CALVIN SUN: That word sustainable was something that we discussed for years. It's like the Cassandra complex where I think that things were raising alarm bells in March and April. And then to see it repeat itself across the country despite everything we warned the rest of the country from New York City, and then see it play out over and over and over again in the last nine months is exactly what we went through before this pandemic came around.
We've been sounding the alarm bells about how unsustainable the health care system was when the majority of how we pay our physicians across hospitals is depending on elective surgery, something completely unrelated to emergency room visits or the way insurance is billed or whatever the things that are way beyond our pay grades. But we just notice things on the ground.
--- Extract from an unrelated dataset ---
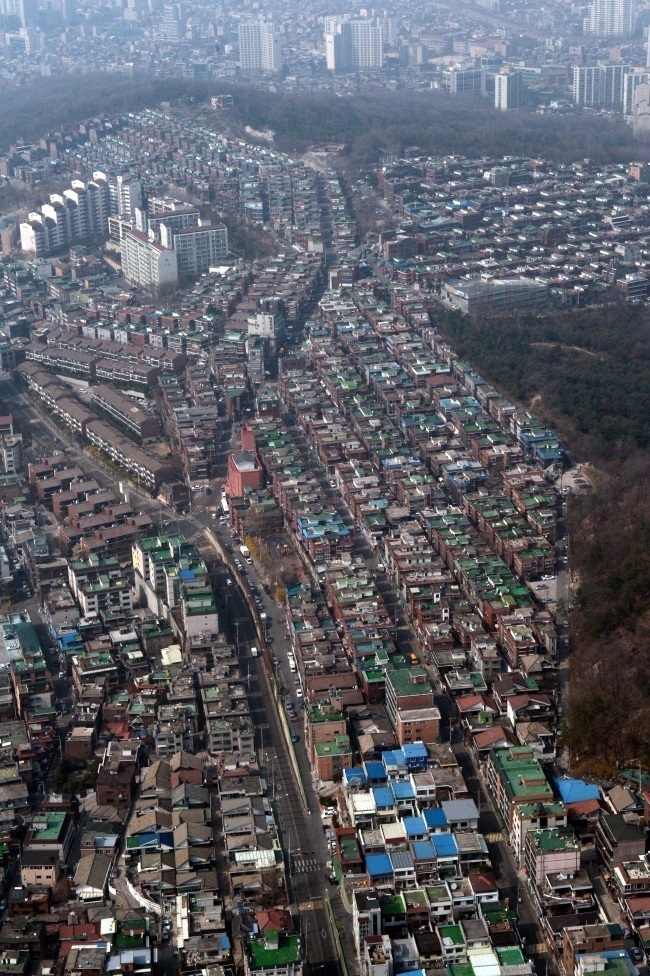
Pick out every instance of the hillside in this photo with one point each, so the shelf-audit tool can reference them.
(587, 373)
It was festering, and we knew it was going to collapse at any moment. These things, these problems existed way before a pandemic, just like our socioeconomic inequities and all the access to health care. All that was made more clear by the pandemic. The pandemic simply clarified already long existing institutional problems. It didn't create new ones. And I feel tired.
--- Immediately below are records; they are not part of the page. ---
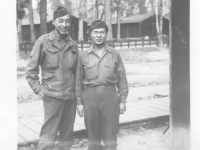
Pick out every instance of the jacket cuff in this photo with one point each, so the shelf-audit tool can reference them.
(36, 88)
(79, 101)
(122, 99)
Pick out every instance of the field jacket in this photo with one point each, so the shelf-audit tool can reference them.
(58, 67)
(107, 70)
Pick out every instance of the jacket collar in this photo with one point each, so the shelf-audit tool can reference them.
(107, 48)
(52, 38)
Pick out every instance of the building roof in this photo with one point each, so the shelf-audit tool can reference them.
(129, 19)
(36, 19)
(132, 19)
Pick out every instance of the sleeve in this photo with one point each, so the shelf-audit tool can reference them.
(79, 87)
(122, 84)
(32, 68)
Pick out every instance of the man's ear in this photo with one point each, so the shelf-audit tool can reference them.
(53, 21)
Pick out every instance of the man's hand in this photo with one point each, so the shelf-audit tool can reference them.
(40, 94)
(80, 110)
(122, 107)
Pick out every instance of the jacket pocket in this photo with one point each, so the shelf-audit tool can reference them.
(110, 69)
(52, 58)
(90, 71)
(73, 61)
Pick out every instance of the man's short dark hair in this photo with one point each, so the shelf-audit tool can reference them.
(60, 12)
(96, 24)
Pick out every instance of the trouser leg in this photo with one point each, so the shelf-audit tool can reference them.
(110, 118)
(65, 137)
(92, 119)
(53, 114)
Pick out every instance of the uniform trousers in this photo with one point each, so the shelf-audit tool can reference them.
(58, 124)
(101, 109)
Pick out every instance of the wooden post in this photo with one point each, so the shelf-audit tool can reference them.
(180, 76)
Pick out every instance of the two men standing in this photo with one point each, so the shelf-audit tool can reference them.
(98, 75)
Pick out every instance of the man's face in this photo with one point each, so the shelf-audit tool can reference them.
(98, 35)
(62, 24)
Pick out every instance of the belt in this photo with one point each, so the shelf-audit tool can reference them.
(105, 87)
- So I'm going to ask you as we wrap up. Yeah, I would imagine. With just a minute left, we know what we have to do. Wear a mask, social distance, all of that stuff. It doesn't sound like your field, your men and women, are going to get any kind of respite in the near future, whether it's a new administration or not. Because, as you said, too many chefs, and it's just kind of a mess. And, even if they were to do the funding now, we're having the spike upon the spike, aren't we?
CALVIN SUN: Yes, it's kind of like when COVID came out. They were telling us, oh, it's droplet, no, it's airborne. No, you should wear contact. And then in April, they were like, oh, it's not spread by surfaces. And that's exactly what I meant by too many chefs in the kitchen where they're telling us one thing and then changing it up on us. And then WHO says something and the CDC says something, and we're just running around with our heads cut off. And trying to take care of this deluge, drowning in poo. Trying to take care of this pandemic as if we're going to war, but there's no relief coming.
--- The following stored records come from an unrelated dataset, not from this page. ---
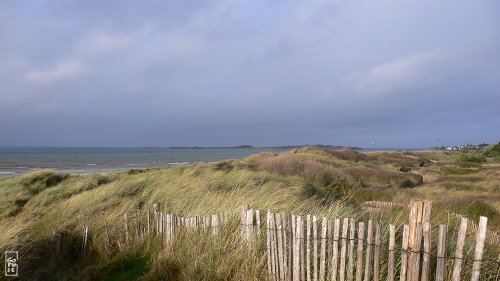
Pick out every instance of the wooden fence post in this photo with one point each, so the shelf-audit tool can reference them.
(392, 246)
(334, 258)
(249, 224)
(441, 254)
(350, 263)
(257, 220)
(243, 221)
(322, 258)
(308, 248)
(457, 265)
(284, 229)
(359, 251)
(345, 226)
(376, 254)
(478, 252)
(85, 239)
(414, 265)
(279, 228)
(296, 254)
(268, 242)
(125, 219)
(315, 248)
(156, 208)
(302, 249)
(404, 253)
(368, 251)
(427, 250)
And all the residents, all the people in training that were supposed to take over, the new wave of new grads. They can't even find a job right now because there's not enough money to pay for them because we canceled all the elective surgeries across the country. And the people who needed those elective surgeries are the ones that are affected by COVID. They're no longer around to do those elective surgeries. It's just a negative feedback cycle, and we're exhausted.
Yes, a new administration is hopeful, but these are hopeful signs. They take months and not years to undo institutional damage that has been already festering for so long that we've been talking about for so long before this pandemic. And it's just, again, the Cassandra complex. We can say so much, but you can hear so much, but nothing's being done. We fail to prepare, prepare to fail.
- Dr. Calvin Sun, we know you're extremely busy. We really appreciate all the work that you and your colleagues are doing during this time. Thanks so much for taking the time to join us. We really appreciate it.
CALVIN SUN: Thank you for having me.